Background: Head and neck squamous cell carcinoma’s tumor immune microenvironment (TIME) plays an important role in tumorigenesis and progression, but its clinical significance remains unclear. Therefore, the TIME needs to be better understood in order to improve the response of diagnosis and therapy.

Methods: The gene expression and clinical data of 569 HNSCC patients were obtained from The Cancer Genome Atlas (TCGA) and the Gene Expression Omnibus (GEO). Immune-related genes (IRGs) from the ImmPort database were used for immunotyping of HNSCC patients, and independent GEO datasets were used for subtype verification and comprehensive molecular identification.

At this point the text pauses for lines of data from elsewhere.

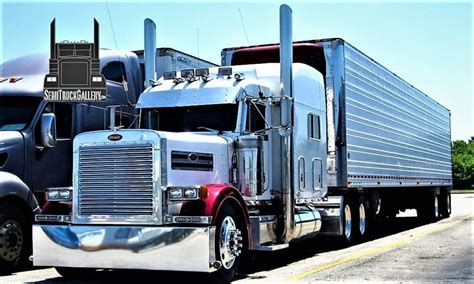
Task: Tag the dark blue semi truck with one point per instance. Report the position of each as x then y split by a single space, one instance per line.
28 165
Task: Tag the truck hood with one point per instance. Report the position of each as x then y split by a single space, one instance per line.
195 159
12 152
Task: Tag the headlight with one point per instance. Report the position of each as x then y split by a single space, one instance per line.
190 192
176 193
63 194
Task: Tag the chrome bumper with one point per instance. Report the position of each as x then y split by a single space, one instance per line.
151 248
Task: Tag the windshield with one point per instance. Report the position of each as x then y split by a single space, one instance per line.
192 118
17 112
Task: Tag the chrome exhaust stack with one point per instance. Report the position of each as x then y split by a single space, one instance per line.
150 51
286 108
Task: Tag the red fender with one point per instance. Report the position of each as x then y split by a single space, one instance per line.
217 195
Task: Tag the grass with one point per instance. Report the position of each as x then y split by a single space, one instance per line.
462 190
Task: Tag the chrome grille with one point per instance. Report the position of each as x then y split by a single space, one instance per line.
116 180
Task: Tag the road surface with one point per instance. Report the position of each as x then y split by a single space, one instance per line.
402 251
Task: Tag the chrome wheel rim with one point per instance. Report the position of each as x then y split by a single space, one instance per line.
230 242
11 240
347 222
379 206
362 219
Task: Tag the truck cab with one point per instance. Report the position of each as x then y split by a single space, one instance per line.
28 165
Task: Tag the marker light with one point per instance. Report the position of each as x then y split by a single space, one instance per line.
187 73
63 194
224 71
169 75
15 79
202 72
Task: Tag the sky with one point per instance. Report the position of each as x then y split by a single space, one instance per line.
429 44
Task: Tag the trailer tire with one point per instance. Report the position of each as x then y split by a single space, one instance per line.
362 219
15 238
347 222
229 242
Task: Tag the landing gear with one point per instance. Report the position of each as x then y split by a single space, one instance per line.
445 204
229 242
347 222
429 210
15 238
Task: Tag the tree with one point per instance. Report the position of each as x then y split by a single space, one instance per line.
463 164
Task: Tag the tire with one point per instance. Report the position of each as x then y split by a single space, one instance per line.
229 242
362 219
71 273
15 238
347 222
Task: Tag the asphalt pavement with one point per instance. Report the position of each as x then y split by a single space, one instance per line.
404 250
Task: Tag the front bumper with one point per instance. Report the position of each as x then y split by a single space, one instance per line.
125 247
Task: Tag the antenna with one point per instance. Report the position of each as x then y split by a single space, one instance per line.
111 24
96 39
243 25
197 35
52 38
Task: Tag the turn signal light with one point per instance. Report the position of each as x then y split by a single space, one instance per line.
15 79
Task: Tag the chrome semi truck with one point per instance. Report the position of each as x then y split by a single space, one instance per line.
251 156
33 159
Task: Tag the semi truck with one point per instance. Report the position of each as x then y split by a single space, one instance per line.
282 143
33 159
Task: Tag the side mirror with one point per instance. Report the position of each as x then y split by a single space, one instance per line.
48 130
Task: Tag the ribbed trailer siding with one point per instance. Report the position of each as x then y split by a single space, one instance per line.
382 131
395 135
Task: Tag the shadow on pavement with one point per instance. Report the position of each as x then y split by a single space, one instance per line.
260 261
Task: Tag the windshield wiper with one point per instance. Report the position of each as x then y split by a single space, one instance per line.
219 132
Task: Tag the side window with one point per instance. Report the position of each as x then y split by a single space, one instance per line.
114 71
255 117
314 131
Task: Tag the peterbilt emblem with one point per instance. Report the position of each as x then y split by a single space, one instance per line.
193 157
114 137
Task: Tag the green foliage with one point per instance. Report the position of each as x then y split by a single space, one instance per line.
463 164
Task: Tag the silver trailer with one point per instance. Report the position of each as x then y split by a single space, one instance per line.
382 131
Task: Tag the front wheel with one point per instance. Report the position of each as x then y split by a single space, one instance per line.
15 238
229 242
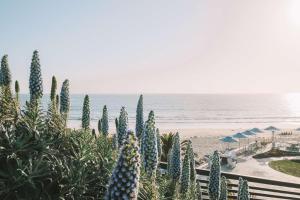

Results: The patients were divided into three subtypes (C1, C2, and C3) related to different gene expression profiles. The three subtypes showed widely different patterns in tumor genetic distortion, immune cell composition, cytokine profile, and so on, verifying that the immune-enhanced C2 subtype was associated with better prognosis. In addition, the stroma-deficient C1 subtype may be more efficient for the immune response than the C3 subtype. Furthermore, using WGCNA on the IRGs of those three subtypes, we found two C2-positive gene modules closely related to infection- and immune-associated pathways in the Kyoto Encyclopedia of Genes and Genomes (KEGG) pathway database, and the two modules had 22 common pathways.

Conclusion: This study improves the power for prognosis prediction and develops new therapeutic strategies to stratify HNSCC patients into clinically significant groups through TIME-related prognostic signature.